Partnerships and Outreach
One of the most satisfying, powerful and essential experiences of being a small, grass roots collective in a relatively remote location are the alliances and partnerships that emerge. Vanastree has been fortunate to network with such local and outside organisations to build meaningful and lasting relationships. This has been vital to further our mission of reaching out to groups on a larger scale and applying our learnings to other regions that can benefit from them.

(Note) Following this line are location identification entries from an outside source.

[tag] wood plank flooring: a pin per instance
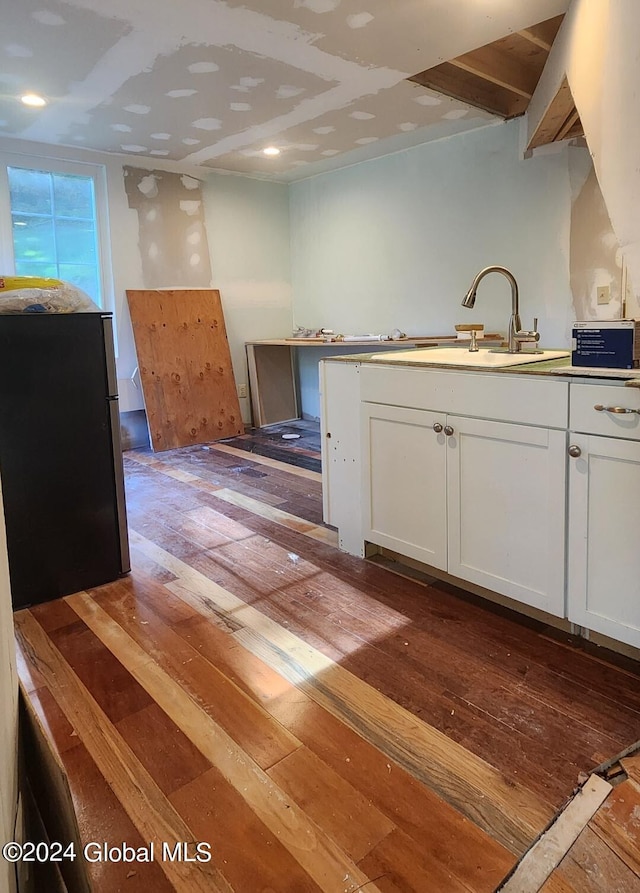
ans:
(319, 721)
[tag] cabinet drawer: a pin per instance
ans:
(585, 418)
(508, 398)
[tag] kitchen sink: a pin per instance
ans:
(459, 356)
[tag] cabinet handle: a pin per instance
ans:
(619, 410)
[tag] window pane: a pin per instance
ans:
(76, 241)
(33, 239)
(55, 227)
(30, 190)
(85, 278)
(73, 196)
(28, 268)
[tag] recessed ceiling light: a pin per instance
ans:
(33, 99)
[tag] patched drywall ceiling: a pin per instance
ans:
(213, 83)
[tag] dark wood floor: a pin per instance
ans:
(321, 722)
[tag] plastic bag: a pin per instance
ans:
(32, 294)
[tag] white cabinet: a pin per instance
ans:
(404, 487)
(506, 509)
(482, 499)
(340, 433)
(604, 511)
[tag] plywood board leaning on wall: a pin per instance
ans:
(185, 366)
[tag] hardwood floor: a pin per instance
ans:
(319, 721)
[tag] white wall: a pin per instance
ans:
(247, 224)
(597, 49)
(9, 713)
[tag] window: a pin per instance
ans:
(56, 209)
(54, 227)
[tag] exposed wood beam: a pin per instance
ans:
(498, 68)
(568, 125)
(461, 85)
(557, 115)
(543, 34)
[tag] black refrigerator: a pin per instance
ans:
(60, 454)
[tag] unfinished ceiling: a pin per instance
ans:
(213, 83)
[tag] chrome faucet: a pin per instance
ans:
(517, 335)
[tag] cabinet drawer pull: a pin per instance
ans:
(619, 410)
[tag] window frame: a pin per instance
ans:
(97, 173)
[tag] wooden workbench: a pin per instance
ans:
(273, 369)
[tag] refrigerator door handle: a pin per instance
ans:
(118, 474)
(112, 375)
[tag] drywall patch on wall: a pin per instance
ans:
(595, 257)
(172, 234)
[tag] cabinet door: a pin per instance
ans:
(506, 509)
(404, 482)
(604, 537)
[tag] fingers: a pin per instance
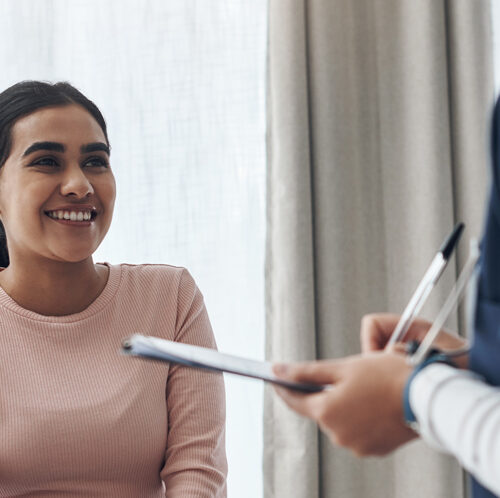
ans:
(376, 329)
(319, 372)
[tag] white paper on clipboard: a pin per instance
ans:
(209, 359)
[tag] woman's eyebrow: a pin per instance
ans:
(57, 147)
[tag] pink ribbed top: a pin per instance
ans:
(78, 418)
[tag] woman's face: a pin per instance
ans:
(71, 172)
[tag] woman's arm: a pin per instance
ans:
(195, 460)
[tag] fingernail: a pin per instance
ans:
(280, 369)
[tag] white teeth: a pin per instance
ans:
(70, 215)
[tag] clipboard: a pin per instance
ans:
(208, 359)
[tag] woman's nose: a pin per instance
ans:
(75, 182)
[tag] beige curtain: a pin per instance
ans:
(378, 112)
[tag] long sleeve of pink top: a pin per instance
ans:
(78, 418)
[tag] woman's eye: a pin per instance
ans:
(45, 161)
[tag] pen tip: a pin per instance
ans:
(452, 240)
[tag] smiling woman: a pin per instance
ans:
(83, 419)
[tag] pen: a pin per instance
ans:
(449, 305)
(427, 283)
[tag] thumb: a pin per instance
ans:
(315, 372)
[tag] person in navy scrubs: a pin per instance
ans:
(378, 402)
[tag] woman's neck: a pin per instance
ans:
(54, 288)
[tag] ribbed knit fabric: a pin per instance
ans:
(78, 418)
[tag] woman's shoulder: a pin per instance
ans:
(151, 275)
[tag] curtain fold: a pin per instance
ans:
(378, 112)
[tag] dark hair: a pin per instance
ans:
(24, 98)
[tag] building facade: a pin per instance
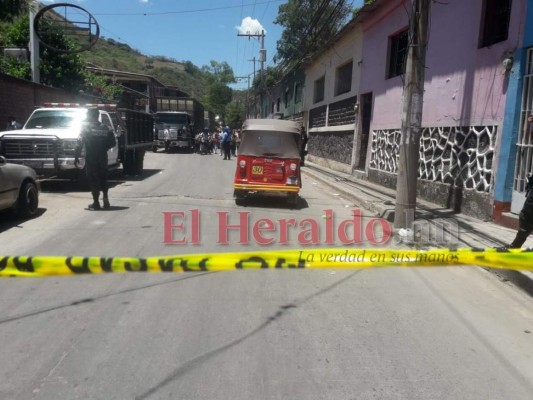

Local partnerships that have brought the message of seed saving to women gardeners include working with Prakruti, Sneha Kunja on the coast, and TEED in Yellapur. For outreach efforts outside of the Malnad, we partnered with ARZ, an organisation rehabilitating victims of human trafficking in Goa. The two year project was sponsored by Kitchen Gardeners’ International (KGI). It involved developing a Garden of Hope with the beneficiaries of a laundry that ARZ assisted in setting up. The programme focussed on cleaning up the campus of the laundry located in an industrial estate and developing a garden that facilitated a therapy programme through land work.
In early 2014, Vanastree ran a semester long certificate course on Organic Kitchen Gardening in Kuvempu University, Shimoga. This generated a lot of enthusiasm and participation as students readily connected it to their lived village experience. It is hoped that the success of this pilot programme will convince the authorities to run it as a credit course with an extension to the surrounding rural communities as well.
Vanastree has been a long term collaborator with Punarchith, a small trust based in Chamarajnagar district near Mysuru. The trust runs an alternative, integrated learning programme for rural youth. Vanastree coordinates a module on food gardens for this programme and is helping develop Punarchith’s new campus along agroecological lines.
We believe that there is ample scope for further partnerships where the association brings benefits to a larger community and to what the agencies are accomplishing. We are actively seeking partnering groups of farmers and gardeners from relatively drier areas who will work with us in setting up a seed production facility.
Vanastree has enabled us to initiate an integrated home gardening program where issues of nutrition, food security and well-being are interlinked. In addition to encouraging women and youth to take to home gardening, Vanastree is also supporting us to develop a comprehensive curriculum on Home Gardening which will be a core part of our flagship alternative learning program for rural youth. Vanastree draws and builds on local knowledge and skills and seeks to integrate new ideas and strategies to revive, revitalise and promote home gardening as economic, ecological and emotional work.